Weshalb am Vorderrad ein französisches und am Hinterrad ein deutsches Ventil ist? "Frag nicht", hat der Bastler gesagt. Also hab ich nicht gefragt, sondern einen Adapter für die Luftpumpe gekauft. ;-) 



Die These, Fahrrad fahren verlerne man nicht, kenne ich wohl, aber ich war mir nicht sicher, ob das auch gilt, wenn die letzte Tour zwanzig Jahre her ist und man bisher nur fünf Gänge geschaltet hat. Am Lenker rechts steht 1 bis 7 dran, das Konzept mit dem Ring zum Drehen scheint auch idiotensicher zu sein. Aber wie die Schaltung links die Kette auf den vorderen Blättern wechselt, das unterliegt Versuch und Irrtum. Der Bastler hatte mich auch vorgewarnt, dass es natürlich kein Vergleich sein würde zu meinem handlichen Damen-Touren-Rädchen von früher. "Der geht nicht so schick um die Kurve. Der ist da ein bisschen rustikaler." 

Meinen ersten Ausritt mit dem Esel lege ich daher auf einen Werktagvormittag und in den Wald. Man muss ja nicht dem ganzen Stadtteil kostenlose Unterhaltung bieten, indem man rustikal aus der Kurve fliegt und sich von einem Gartenzaun pult. Zwar ist es auch ungünstig, sich in Hundeleinen zu verheddern oder den Zorn von spitzstockbewaffneten Walkern auf sich zu ziehen, aber im Wald kenne ich ein paar Abkürzungen und Notausgänge. Der Esel soll ja geländegängig sein, da rechne ich mir selbst ohne detaillierte Kenntnisse der Gangschaltung gegen Fußgänger gute Chancen aus, unerkannt entkommen zu können.

Zunächst einmal schlage ich meinen alten Schulweg ein. Fahrrad fahren verlernt man wirklich nicht, stelle ich fest. Aber die Vokabeln, die ich für die neue Gangschaltung habe, bringen die drei Walkerinnen vor mir aus der Fassung. Nein, die will ich nicht weiter irritieren, also kehre ich um und versuche mich an der anderen Richtung. Da ist auch noch Wald, allerdings hügeliger als der Weg, den ich eigentlich nehmen wollte. Und wie's der Berg so will, komme ich jetzt wirklich an meine Gangschaltungsgrenzen. 

"Knirsch", sagt der linke Schalthebel, und die Kette rattert eine Antwort. Dolmetscher, bitte! Spricht hier einer fließend Fahrrad?
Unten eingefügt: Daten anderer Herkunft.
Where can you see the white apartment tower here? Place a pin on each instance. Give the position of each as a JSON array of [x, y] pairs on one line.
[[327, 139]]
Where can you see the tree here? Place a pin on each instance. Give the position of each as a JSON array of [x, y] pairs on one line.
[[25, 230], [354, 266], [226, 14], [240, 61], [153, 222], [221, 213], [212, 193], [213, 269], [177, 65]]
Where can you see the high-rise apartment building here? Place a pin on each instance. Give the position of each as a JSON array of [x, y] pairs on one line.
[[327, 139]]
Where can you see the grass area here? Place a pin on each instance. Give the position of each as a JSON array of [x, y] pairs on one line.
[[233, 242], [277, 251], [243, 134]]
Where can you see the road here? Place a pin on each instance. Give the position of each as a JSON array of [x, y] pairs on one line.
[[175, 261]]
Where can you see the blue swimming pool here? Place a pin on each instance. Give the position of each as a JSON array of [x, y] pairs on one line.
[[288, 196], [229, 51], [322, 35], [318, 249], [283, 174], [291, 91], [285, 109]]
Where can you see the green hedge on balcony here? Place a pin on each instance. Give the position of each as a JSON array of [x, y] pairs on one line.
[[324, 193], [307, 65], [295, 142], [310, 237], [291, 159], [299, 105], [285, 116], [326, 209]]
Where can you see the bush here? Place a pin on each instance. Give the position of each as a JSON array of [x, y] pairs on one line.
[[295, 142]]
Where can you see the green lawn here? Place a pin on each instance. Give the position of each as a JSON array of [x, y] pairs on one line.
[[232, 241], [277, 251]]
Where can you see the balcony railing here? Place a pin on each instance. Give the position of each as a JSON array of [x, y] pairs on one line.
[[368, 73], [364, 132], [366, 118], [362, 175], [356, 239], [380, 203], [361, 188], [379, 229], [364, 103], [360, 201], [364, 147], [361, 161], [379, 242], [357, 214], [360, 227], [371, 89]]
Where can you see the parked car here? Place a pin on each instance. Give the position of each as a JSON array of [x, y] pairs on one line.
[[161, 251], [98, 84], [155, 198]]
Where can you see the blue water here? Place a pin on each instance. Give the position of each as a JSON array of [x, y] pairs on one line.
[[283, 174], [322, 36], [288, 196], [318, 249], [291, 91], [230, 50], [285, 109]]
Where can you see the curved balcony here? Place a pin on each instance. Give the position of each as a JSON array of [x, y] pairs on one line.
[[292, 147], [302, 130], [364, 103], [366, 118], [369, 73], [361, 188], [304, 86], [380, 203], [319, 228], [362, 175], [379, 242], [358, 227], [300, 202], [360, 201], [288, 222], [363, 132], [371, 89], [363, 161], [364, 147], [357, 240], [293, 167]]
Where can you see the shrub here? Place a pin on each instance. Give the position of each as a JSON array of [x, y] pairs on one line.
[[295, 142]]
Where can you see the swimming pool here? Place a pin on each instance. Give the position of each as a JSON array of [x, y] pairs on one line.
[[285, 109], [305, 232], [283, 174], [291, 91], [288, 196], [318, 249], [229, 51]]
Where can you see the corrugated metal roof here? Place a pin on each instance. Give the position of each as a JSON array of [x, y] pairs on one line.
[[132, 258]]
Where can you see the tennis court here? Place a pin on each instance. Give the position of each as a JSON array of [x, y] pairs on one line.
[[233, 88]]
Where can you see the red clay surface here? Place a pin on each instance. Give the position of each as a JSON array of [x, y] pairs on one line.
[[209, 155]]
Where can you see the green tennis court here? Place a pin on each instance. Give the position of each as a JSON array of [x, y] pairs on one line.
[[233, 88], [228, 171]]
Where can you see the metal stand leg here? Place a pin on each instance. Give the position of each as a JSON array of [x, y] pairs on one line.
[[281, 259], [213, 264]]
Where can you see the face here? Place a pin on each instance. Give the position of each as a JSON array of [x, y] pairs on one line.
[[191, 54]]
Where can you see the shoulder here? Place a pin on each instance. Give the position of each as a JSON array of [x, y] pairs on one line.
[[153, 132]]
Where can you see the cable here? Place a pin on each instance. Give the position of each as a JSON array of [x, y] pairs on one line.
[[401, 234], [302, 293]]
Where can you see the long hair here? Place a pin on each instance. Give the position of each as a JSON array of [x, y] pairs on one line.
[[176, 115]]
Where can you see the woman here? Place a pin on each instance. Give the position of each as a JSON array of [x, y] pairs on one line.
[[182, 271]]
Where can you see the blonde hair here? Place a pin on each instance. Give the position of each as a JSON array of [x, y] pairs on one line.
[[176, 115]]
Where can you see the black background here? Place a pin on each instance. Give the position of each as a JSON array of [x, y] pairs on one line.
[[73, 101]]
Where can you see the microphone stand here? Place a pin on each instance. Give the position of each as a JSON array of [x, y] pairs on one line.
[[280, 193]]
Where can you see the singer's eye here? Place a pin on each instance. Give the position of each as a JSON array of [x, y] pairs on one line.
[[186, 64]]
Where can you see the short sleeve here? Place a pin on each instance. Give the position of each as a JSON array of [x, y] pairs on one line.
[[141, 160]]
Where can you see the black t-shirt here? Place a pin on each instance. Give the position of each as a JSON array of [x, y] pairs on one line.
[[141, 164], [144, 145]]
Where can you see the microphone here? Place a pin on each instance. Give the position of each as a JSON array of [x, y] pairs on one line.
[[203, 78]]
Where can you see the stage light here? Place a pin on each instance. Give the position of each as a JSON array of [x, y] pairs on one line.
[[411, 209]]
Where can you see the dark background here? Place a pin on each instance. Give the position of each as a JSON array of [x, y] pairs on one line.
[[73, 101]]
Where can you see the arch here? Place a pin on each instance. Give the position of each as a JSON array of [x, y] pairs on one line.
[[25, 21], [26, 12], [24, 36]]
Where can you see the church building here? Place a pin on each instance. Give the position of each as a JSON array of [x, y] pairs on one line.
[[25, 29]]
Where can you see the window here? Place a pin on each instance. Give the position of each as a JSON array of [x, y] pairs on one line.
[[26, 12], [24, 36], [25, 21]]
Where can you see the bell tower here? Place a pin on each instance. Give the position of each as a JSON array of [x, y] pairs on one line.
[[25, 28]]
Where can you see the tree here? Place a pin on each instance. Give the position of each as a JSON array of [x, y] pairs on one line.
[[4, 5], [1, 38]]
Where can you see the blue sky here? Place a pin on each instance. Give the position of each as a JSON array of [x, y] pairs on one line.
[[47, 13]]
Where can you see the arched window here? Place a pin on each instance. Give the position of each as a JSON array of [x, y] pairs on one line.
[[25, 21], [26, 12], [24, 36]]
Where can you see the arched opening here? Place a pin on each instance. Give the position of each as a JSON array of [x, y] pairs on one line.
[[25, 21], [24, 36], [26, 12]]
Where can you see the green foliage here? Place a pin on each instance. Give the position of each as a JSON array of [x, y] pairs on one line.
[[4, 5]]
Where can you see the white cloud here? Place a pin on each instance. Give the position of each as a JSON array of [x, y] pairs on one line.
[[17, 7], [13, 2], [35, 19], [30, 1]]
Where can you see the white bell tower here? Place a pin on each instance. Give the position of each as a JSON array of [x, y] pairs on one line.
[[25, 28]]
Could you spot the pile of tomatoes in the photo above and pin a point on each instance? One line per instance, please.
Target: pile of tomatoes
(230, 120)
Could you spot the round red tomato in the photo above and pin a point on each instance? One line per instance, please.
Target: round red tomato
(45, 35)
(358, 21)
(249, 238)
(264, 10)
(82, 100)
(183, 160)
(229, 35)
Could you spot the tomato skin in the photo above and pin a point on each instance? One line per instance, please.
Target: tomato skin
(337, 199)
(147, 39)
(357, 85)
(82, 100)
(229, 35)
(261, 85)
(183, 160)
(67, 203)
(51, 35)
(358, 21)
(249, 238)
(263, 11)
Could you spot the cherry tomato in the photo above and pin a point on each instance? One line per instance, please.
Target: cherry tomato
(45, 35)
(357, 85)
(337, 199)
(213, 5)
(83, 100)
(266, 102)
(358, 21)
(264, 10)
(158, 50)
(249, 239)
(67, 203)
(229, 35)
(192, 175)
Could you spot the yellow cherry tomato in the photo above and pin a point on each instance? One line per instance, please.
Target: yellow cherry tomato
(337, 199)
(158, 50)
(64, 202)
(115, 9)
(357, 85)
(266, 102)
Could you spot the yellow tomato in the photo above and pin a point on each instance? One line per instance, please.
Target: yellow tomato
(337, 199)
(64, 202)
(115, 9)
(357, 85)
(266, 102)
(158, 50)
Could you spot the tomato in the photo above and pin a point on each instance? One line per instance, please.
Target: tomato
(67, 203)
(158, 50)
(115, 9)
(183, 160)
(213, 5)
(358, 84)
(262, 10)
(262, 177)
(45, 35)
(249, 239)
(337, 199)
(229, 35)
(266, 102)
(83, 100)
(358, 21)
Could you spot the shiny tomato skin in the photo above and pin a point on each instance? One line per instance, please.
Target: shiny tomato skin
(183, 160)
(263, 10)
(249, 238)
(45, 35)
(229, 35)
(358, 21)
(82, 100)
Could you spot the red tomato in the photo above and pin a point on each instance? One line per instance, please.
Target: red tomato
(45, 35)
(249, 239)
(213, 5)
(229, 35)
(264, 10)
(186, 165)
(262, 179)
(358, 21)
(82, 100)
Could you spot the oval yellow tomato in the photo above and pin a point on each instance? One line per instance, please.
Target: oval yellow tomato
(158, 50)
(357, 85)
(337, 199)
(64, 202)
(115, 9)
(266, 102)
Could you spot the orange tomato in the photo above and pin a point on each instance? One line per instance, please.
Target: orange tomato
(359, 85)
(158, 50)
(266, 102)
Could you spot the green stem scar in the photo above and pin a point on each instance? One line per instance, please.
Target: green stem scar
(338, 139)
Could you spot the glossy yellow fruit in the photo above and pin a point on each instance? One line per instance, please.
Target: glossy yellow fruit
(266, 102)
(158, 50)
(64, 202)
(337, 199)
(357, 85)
Todesmutig drehe ich weiter am Rad, und jetzt, endlich, springt die Kette um aufs – verflixt, das andere Blatt. Das, was grade physikalisch ungünstig ist. Also hektisch zurückgedreht. Knirsch! Ratter! Und noch mal, denn ich brauche die Übersetzung für bergab. Knirsch! Diesmal hab ich den Dreh besser raus, und die Kette springt sofort um.

Der Weg ist frei, ich flitze im 21. Gang durch den Wald. Sage und schreibe 21! Ja, ich weiß, ich muss den Weg zurück bergauf strampeln, ja, ich weiß, in der Form bin ich wahrscheinlich nicht, aber ich will – brauche - noch eine Minute den Fahrtwind. Und noch eine Minute. Hach, was soll's, bis ins Nachbardorf fahre ich noch, und dann wieder zurück.

Natürlich mache ich den Anfängerfehler und gehe den Berg auf dem Rückweg zu schnell an, sodass ich völlig außer Puste zu Hause ankomme und mein Gesicht Ton in Ton mit dem tiefroten Rallyestreifen auf meinem Helm ist. 

Ich kann es noch! Und einen braven Esel habe ich da unterm Sattel.

Er geht durch unwegsames Gelände, er bringt mich nicht ins Schleudern, er macht mir den Berg leicht. Und er hat mich nicht abgeworfen. Vielleicht liegt er nicht schick in der Kurve, der Esel. Garantiert wird er mich nicht überall dort hin bringen, wo mich das Pony hingetragen hat. 

Aber für die eine oder andere Fahrt ins Blaue wird er gut sein, und da freue ich mich drauf.